The US still hopes for internal revolution. Iran is not homogeneous: it relies on Sunni and Arab identities to play nice with a Shia Persian majority. Even within that majority, discontent is rising, particularly over drastic price surges and acute food shortages (food inflation has risen by 40 per cent in the past year, with staples such as rice increasing sevenfold). The regime is suffering in a way it never has under previous sanctions. However, it’s still a long step from discontent to revolution. The IRGC and allied militias are well-armed and have demonstrated a willingness to execute civilians summarily.

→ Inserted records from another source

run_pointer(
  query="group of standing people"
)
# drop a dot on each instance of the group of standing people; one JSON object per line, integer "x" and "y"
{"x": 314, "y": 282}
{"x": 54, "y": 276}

For the United States, the costs of waiting for regime change are mostly domestic and political (certainly war is materially costly too, particularly as the US replaces stocks of ordnance already depleted by donations to Ukraine). Mid-term elections are coming up in November, and they are non-trivial. The Republicans were already likely to lose one House of Congress. They might lose both. Democrats are debating stopping the war under the War Powers Resolution. But as has been noted elsewhere Congress has never successfully used the War Powers Resolution to end a military campaign in 50 years of trying, and it is unlikely that Trump is going to be the first President to yield to it.
Trump will also have his eye to the markets which, according to this analysis by Bepi Pezzulli, foresee not chaos but consolidation. The war in Iran, he argues, is interpreted ‘less as a singular shock than as a catalyst accelerating trends already under way, namely the the fragmentation of globalisation’, the rise of strategic blocs, and the reassertion of state power over markets: ‘The Middle East, long a theatre of managed instability, is now undergoing a sharper realignment, one that promises, paradoxically, a more predictable structure. Investors tend to prefer order over ambiguity, even if that order emerges from conflict.’
So gird up for continued conflict and its perhaps only short-term economic costs.